Trump Administration Executive Order Reestablishes the President’s Council of Advisors on Science and Technology (PCAST)

Trump Administration Executive Order Reestablishes the President’s Council of Advisors on Science and Technology (PCAST)

Last week President Trump issued an Executive Order establishing an advisory council on science and technology: the President’s Council of Advisors on Science and Technology (PCAST). PCAST is established or re-established at the discretion of each administration. Under President Trump, the council has a broad mandate to “advise the President on matters involving science, technology, education, and innovation policy” and provide technical expertise to inform relevant public policy. This announcement from the White House comes 33 months after President Trump was sworn into office. Under the previous administration, PCAST was established within four months of the President being sworn into office.
 
The Executive Order states that the Council should have not have than 17 members, which includes the Director of the Office of Science and Technology Policy (OSTP) and up to 16 additional members appointed by the President. So far, the President has appointed seven members to sit on the Council with the Director of the White House OSTP Kelvin Droegemeier serving as the chairman. The President’s appointees include engineers and scientists with expertise in artificial intelligence (AI), 3D printing, biotech, chemical manufacturing, and quantum computing, among other things.
 
President Trump’s PCAST Appointees include:
  • Dario Gil, Director, IBM Research
  • Catherine Bessant, Chief Operations and Technology Officer, Bank of America
  • H. Fisk Johnson, CEO, S. C. Johnson & Son, Inc.

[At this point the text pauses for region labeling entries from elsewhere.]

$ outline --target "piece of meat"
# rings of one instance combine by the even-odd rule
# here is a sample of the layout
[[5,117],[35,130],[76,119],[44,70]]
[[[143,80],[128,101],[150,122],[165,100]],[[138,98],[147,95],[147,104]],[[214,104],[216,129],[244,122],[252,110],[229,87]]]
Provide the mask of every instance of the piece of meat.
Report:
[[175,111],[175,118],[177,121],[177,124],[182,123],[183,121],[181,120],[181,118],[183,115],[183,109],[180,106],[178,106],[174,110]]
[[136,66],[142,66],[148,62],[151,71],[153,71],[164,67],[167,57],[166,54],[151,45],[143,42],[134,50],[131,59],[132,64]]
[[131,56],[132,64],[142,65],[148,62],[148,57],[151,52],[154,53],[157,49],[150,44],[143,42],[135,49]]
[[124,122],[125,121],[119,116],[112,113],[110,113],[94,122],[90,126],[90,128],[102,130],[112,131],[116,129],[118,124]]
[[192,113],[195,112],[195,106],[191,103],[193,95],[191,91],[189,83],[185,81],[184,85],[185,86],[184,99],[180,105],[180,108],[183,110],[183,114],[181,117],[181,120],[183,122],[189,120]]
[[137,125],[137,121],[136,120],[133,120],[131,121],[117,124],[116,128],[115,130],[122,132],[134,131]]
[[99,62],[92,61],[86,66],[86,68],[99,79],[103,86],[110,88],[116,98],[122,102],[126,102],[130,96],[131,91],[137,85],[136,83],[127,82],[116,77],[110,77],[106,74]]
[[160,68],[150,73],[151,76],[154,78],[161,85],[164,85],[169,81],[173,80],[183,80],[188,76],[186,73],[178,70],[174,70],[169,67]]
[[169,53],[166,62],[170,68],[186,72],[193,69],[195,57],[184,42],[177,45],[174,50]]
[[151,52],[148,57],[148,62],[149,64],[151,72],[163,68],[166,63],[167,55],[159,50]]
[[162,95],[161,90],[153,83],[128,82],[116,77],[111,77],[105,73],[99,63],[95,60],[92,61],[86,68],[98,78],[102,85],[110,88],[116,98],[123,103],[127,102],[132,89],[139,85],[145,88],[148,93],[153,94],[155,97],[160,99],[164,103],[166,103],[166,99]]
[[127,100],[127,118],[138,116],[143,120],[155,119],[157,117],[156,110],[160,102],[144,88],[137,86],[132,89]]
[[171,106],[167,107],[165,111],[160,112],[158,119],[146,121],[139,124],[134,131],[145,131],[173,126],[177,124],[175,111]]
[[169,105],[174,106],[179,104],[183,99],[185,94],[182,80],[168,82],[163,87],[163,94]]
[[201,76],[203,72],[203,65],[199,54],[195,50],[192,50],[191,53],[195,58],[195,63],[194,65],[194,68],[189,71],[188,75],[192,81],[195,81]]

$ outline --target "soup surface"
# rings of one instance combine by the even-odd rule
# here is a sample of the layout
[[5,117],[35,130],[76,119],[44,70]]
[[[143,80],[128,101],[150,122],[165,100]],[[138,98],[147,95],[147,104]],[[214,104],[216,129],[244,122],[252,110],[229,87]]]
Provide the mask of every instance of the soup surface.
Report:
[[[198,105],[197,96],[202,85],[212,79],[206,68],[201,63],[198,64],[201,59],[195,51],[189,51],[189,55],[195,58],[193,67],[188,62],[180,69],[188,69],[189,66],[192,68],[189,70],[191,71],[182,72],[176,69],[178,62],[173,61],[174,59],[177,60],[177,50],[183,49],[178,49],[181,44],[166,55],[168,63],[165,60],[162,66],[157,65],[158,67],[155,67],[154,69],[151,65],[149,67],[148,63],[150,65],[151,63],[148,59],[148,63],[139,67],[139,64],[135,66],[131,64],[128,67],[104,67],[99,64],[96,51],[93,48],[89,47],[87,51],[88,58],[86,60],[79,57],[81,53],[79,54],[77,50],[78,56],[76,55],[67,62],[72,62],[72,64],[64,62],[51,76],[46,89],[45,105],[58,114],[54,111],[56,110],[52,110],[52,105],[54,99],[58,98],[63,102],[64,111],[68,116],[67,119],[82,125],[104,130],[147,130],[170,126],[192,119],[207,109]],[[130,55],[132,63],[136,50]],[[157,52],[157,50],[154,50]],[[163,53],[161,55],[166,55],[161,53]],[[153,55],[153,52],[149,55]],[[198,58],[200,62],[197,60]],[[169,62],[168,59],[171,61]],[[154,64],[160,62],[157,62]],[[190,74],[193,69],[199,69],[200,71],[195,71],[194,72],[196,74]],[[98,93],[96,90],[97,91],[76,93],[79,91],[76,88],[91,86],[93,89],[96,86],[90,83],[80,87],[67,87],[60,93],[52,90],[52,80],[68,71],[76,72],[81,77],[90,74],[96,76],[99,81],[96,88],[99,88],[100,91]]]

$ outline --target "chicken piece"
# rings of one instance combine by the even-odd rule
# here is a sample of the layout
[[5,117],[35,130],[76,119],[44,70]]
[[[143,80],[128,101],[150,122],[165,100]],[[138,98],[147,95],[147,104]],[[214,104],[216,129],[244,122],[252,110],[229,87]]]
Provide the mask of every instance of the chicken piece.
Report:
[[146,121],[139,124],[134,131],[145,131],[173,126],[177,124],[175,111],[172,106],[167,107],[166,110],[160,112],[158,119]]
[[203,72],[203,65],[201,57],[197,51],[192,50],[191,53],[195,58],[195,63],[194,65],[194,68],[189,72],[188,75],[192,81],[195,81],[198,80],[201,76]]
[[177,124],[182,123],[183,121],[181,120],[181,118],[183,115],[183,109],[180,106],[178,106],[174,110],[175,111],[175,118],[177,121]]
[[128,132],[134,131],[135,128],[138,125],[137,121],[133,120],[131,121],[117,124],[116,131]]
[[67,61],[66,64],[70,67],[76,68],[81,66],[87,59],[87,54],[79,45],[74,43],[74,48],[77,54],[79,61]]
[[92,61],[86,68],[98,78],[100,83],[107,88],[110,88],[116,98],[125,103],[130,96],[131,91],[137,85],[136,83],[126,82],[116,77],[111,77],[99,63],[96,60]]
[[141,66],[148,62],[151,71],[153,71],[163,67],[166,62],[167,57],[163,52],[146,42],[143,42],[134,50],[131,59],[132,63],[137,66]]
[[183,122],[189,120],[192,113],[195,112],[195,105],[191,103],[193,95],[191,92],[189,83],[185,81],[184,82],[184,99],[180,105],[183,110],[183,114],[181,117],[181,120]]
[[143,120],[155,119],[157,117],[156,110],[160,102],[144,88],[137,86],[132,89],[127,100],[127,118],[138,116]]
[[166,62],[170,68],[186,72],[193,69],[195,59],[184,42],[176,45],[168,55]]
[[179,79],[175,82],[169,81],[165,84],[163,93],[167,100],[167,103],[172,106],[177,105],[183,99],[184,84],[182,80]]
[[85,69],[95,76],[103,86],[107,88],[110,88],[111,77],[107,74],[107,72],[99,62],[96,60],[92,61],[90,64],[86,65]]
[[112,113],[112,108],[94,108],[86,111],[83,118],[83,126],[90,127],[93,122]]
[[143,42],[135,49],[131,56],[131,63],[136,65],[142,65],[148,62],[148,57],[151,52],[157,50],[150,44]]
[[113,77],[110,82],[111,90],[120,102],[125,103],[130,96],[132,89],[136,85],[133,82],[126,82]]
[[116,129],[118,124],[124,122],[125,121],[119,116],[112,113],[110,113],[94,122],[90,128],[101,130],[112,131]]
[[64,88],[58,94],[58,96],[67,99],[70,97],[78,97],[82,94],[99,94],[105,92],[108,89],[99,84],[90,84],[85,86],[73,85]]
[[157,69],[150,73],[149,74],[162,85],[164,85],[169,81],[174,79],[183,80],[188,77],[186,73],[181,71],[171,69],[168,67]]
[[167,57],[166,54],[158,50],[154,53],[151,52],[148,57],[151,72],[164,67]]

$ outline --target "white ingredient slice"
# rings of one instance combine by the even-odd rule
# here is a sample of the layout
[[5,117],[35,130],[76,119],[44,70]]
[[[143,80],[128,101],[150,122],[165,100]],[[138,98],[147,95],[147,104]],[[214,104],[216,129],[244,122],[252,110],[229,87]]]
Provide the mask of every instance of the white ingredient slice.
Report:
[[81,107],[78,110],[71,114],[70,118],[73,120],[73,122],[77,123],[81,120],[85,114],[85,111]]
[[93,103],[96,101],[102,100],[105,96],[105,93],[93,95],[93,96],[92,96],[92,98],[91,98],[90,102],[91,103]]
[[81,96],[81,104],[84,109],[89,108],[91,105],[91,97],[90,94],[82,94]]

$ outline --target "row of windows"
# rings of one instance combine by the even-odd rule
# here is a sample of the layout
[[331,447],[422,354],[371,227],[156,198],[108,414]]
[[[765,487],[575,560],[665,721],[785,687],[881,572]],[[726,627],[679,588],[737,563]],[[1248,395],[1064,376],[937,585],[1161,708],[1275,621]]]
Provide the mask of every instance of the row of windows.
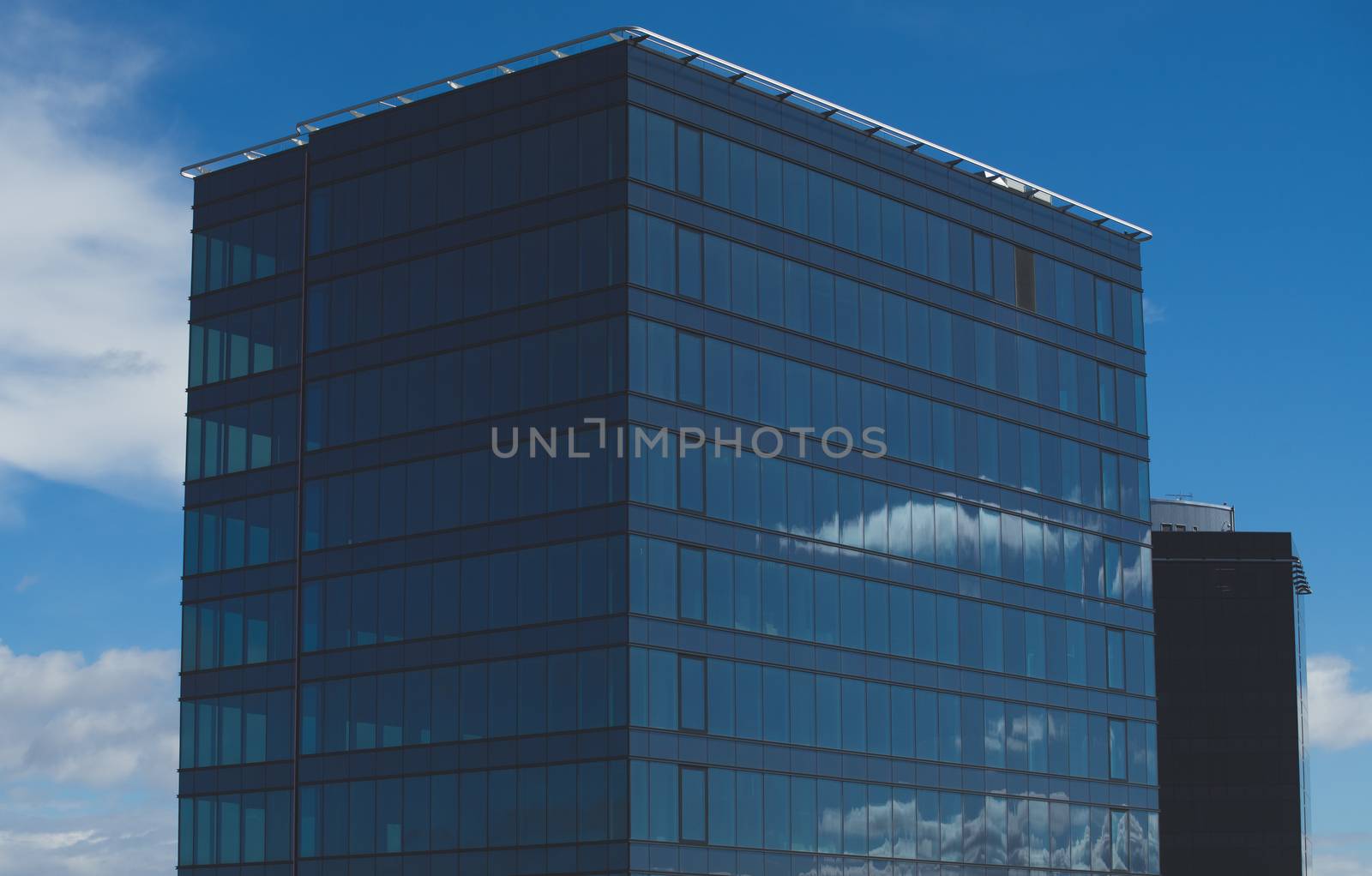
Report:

  • Shane Wall, Chief Technology Officer, HP; Director, HP Labs
  • Sharon Hrynkow, Chief Science Officer, Cyclo Therapeutics, Inc
  • K. Birgitta Whaley, Professor of Chemistry, University of California, Berkeley; Co-Director of the Berkeley Quantum Information and Computation Center, Lawrence Berkeley National Laboratory
 No date has been set for PCAST’s first meeting. ASME will continue to monitor all PCAST activates.